“You shall read it.”

He unearthed it with some difficulty and gave it to her. She read it and wept over it.

“Is it a good play?” he asked.

“I don’t know, but it’s a lovely part.”

He went to see Mr. Brown, a flashy little Cockney who peppered him with illustrious literary names and talked about everything but the business in hand. Old Mole asked where Timmis might be, and Mr. Brown said he had heard from him only once, and that from a place called Crown Imperial, in British Columbia.

“A good fellow, Timmis, but cracked. Impatient, you know. I never can make young writers see that they’ve got to wait until the old birds drop off the perch before their masterpieces can come home to roost.”

“Is ‘Lossie Loses’ a masterpiece?” asked Old Mole innocently.

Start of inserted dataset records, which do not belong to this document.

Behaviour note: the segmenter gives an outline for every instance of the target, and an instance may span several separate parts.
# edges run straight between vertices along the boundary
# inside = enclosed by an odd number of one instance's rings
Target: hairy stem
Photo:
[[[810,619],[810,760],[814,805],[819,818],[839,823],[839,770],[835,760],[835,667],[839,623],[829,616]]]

“Between ourselves,” replied the agent, “I don’t think there’s much in it. But Mr. Butcher has been having a lean period lately and wanted something cheap, and thought he’d try a new author.”

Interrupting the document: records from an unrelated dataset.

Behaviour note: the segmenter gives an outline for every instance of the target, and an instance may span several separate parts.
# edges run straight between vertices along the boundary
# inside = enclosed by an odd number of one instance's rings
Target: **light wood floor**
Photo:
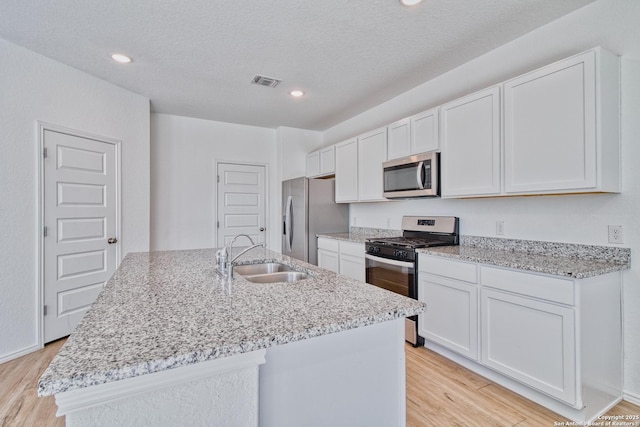
[[[53,397],[37,397],[36,383],[64,339],[0,365],[0,426],[64,426]],[[554,426],[553,412],[425,349],[406,346],[407,426]],[[622,402],[608,415],[638,415]],[[392,427],[392,426],[390,426]]]

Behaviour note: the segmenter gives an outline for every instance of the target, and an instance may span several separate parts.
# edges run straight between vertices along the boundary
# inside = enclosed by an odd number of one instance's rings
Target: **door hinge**
[[[47,147],[42,149],[42,157],[45,159],[47,158]]]
[[[47,315],[47,306],[46,306],[46,305],[45,305],[44,307],[42,307],[42,314],[43,314],[44,316],[46,316],[46,315]]]
[[[218,184],[220,183],[220,175],[216,175],[218,179]]]
[[[47,237],[47,227],[46,226],[44,227],[44,231],[42,232],[42,235],[44,237]]]
[[[216,228],[220,228],[220,221],[216,221]]]

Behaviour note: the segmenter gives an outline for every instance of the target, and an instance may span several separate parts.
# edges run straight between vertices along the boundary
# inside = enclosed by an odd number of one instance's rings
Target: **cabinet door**
[[[320,175],[320,152],[307,154],[307,177]]]
[[[440,148],[438,141],[438,109],[423,111],[411,117],[411,153],[418,154]]]
[[[358,201],[358,140],[336,145],[336,202]]]
[[[398,120],[387,126],[387,159],[411,155],[411,119]]]
[[[418,317],[418,331],[433,341],[471,359],[478,359],[478,287],[419,273],[418,299],[427,311]]]
[[[445,104],[441,115],[443,197],[500,193],[500,88]]]
[[[362,256],[340,253],[340,274],[365,281],[364,252]]]
[[[338,261],[339,258],[337,252],[318,249],[318,267],[326,268],[334,273],[339,273]]]
[[[320,150],[320,175],[331,175],[336,171],[335,146]]]
[[[386,127],[358,137],[358,200],[387,200],[382,196],[382,163],[386,160]]]
[[[596,187],[593,51],[504,84],[505,191]]]
[[[576,403],[574,310],[482,289],[482,363]]]

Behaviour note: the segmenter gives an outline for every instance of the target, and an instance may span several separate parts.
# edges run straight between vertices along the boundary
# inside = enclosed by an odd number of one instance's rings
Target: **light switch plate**
[[[609,243],[624,243],[624,236],[622,235],[622,226],[621,225],[610,225],[609,226]]]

He produced the contract. Old Mole read it through in a sort of dream and signed it. He was shown out with a hearty handshake, and that very evening he received from Mr. Brown a check for ninety pounds—a hundred in advance of royalties less 10 per cent. commission. He was disconcerted. There was some uncanny wizardry in it that, by merely walking into an office and signing a paper, one could at the end of the day be the richer by ninety pounds with never a stroke of work done for it. His first impulse was to give the check to Matilda, but, on reflection, he decided to give her forty and to keep the fifty for Timmis if he could be found. He looked up Crown Imperial, British Columbia, on the map and in the gazetteer, but there was no mention of it, and, concluding that it must be a new place, he wrote to Timmis there in the hope of catching him. When he had posted his letter he remembered that Timmis might have dropped his stage name, and wrote another letter to Cuthbert Jones. Then he brushed the play from his mind.

Within a fortnight it was impossible to walk along any of the main thoroughfares of London without seeing the words “Lossie Loses,” with the name of Mr. Henry Butcher in enormous letters, and the name of Carlton Timmis in very small print.